Case update (1): Redundancy – Selection pool of one and guidance

The Rejected OneSummary:  If an employee’s role is distinct, can it be in a pool of its own rather than in a wider selection pool?

Yes says the EAT in Prince v Groundwork Wrexham & Flintshire available here.

Facts:  The Executive Director of the employer, Groundwork, produced a restructuring plan based on the conclusion that it had too many managers and insufficient staff actually delivering their services.  The plan involved the reduction of four management posts to two.  Four employees, including Miss Prince, were identified as potentially redundant. However, under the proposed new structure, it was Miss Prince’s post, that of Deputy Executive Director, that was no longer present.  Miss Prince produced her own document suggesting an alternative way forward but the Executive Director’s plan was agreed by the Board and Miss Prince’s role was deleted. Alternative new posts were made available to Miss Prince, but she did not apply for them and she was made redundant.

Miss Prince brought a Tribunal claim for unfair dismissal.  Miss Prince claimed that Groundwork should have had a selection pool of at least the four managers identified as potentially redundant.  However, the Tribunal rejected her claim.

The EAT upheld the Tribunal’s decision.  It found that although Groundwork could have widened the pool to all four managers, it was also open to it, on the facts, to proceed on the basis of a pool of one.  Miss Prince’s job was not the same as the others: she was effectively ‘number two’ in a hierarchy and her post was being deleted.

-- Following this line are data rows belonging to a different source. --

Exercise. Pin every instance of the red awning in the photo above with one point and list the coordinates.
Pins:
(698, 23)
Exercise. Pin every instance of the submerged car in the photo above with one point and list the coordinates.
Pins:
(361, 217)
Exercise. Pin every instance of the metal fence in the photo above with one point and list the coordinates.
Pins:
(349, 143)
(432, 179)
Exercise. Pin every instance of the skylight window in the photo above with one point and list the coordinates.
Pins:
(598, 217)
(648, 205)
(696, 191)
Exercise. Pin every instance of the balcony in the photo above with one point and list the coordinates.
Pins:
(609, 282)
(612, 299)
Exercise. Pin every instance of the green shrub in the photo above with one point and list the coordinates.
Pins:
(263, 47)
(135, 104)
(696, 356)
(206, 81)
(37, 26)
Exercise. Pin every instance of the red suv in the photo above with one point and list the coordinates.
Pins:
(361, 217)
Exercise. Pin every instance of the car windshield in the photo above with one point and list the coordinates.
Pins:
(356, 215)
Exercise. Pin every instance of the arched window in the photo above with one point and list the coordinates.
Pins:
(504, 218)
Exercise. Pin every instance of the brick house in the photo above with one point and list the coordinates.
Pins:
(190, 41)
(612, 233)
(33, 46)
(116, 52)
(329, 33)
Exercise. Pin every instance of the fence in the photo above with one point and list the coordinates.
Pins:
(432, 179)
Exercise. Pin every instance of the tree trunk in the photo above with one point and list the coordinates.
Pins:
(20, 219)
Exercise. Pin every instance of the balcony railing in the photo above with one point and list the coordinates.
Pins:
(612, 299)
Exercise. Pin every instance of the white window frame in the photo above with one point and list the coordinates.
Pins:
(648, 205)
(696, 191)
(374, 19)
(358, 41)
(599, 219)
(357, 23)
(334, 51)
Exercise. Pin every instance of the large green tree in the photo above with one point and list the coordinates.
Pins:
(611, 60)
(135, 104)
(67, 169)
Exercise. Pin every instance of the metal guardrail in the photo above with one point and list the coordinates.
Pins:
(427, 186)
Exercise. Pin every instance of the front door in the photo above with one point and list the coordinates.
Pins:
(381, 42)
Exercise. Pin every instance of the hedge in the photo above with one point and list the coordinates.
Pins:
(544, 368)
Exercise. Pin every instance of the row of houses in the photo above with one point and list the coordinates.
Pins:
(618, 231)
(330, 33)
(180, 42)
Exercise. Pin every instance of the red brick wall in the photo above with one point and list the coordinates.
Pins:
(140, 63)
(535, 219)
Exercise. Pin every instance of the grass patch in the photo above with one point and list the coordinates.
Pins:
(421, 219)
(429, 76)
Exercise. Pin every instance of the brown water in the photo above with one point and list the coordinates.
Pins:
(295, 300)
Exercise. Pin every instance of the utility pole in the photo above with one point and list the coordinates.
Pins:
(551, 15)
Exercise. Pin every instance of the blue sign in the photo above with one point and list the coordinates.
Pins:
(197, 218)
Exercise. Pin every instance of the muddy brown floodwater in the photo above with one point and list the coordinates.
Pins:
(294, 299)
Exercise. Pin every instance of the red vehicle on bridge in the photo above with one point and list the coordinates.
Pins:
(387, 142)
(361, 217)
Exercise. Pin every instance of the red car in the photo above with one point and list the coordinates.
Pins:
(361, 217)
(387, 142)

The EAT further found that the Tribunal had correctly identified the issues involved in a redundancy dismissal claim, namely whether:

  • there was a redundancy situation;
  • Miss Prince was dismissed for redundancy; and
  • the dismissal was fair.

The Tribunal had been entitled to find that:

  • A genuine redundancy situation existed. The Executive Director had set out a detailed plan to resolve the employer’s financial problems. The plan was not intended, as had been suggested, to get rid of Miss Prince because of alleged rivalry.
  • The redundancy was the reason for Miss Prince’s dismissal. The employer clearly no longer required all four management roles and needed to divert resources, because of financial difficulties, to those actually delivering the services provided.
  • The employer had not acted unreasonably in treating Miss Prince as being in a pool of one. She held a unique position, so no selection criteria were needed as she was the only person holding that post.
  • There had been adequate consultation. Miss Prince had been warned her job was at risk, had been able to put her views forward at the board meeting, and had been invited to submit alternative proposals.

Implications: this is a useful reminder that (i) a pool of one can be a justifiable method of selecting for redundancy and (ii) the key issues a Tribunal will consider when deciding whether a redundancy dismissal is fair and reasonable.